Setubandha Sarvangasana (Bridge Yoga pose) – 6 Benefits

What is Setubandha Sarvangasana (Bridge Yoga pose)

The Sanskrit word setu means “bridge,” bandha translates as “formation,” and sarvanga means “entire body.”

In this asana, the body arches to take the shape of a bridge. The chinlock in the asana calms the flow of thoughts and soothes the mind.

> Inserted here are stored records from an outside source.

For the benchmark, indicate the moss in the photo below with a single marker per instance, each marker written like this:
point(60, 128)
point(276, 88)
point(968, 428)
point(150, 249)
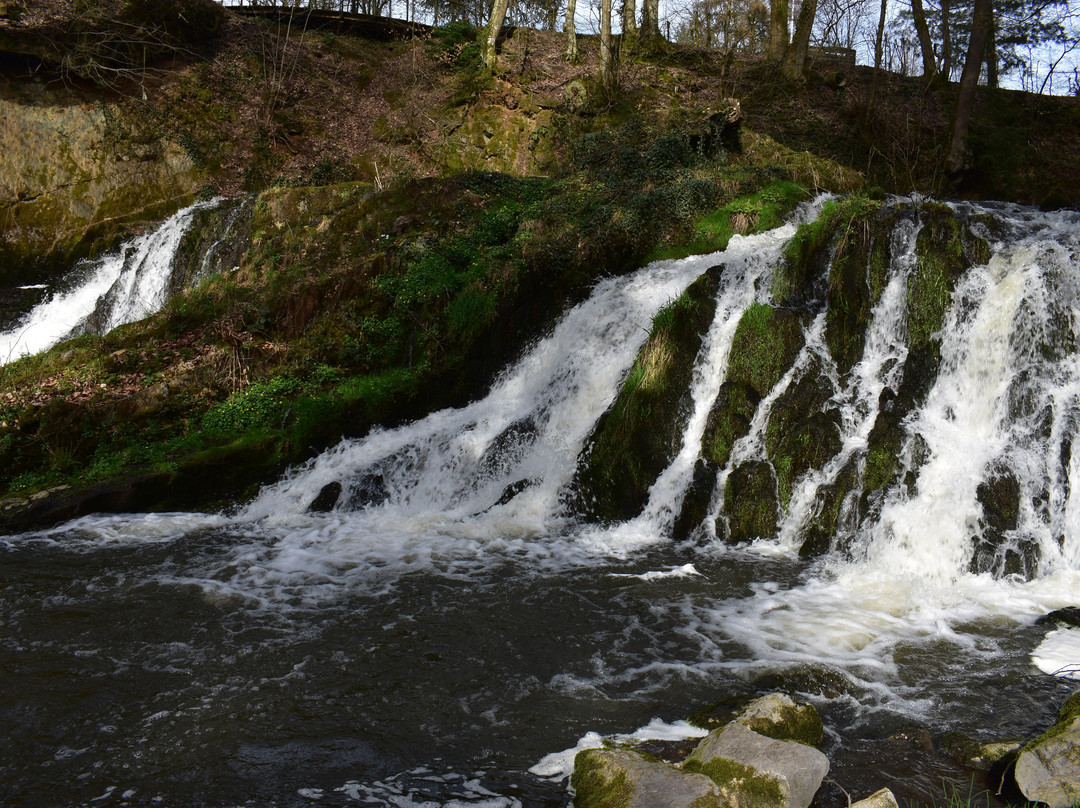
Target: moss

Benefits of Setubandha Sarvangasana

  1. Helps prevent arterial blockages or cardiac arrest by resting the heart muscles and increasing blood circulation to the arteries
  2. Combats fluctuating blood pressure, hypertension, and depression by soothing the brain and expanding the chest
  3. Relieves eye or ear ailments, migraines, stress-related headaches, nervous exhaustion, and insomnia
  4. Improves digestion and strengthens the abdominal organs
  5. Relieves backaches, strengthens the spine, and relieves neck strain
  6. Helps rest tired legs and prevent varicose veins

Contraindications and Cautions

Make sure that your lower back touches the edge of the bench in the final pose. your buttocks should not touch the edge of the bench, but should not be too far
from it, otherwise your shoulders will lift, causing neck strain.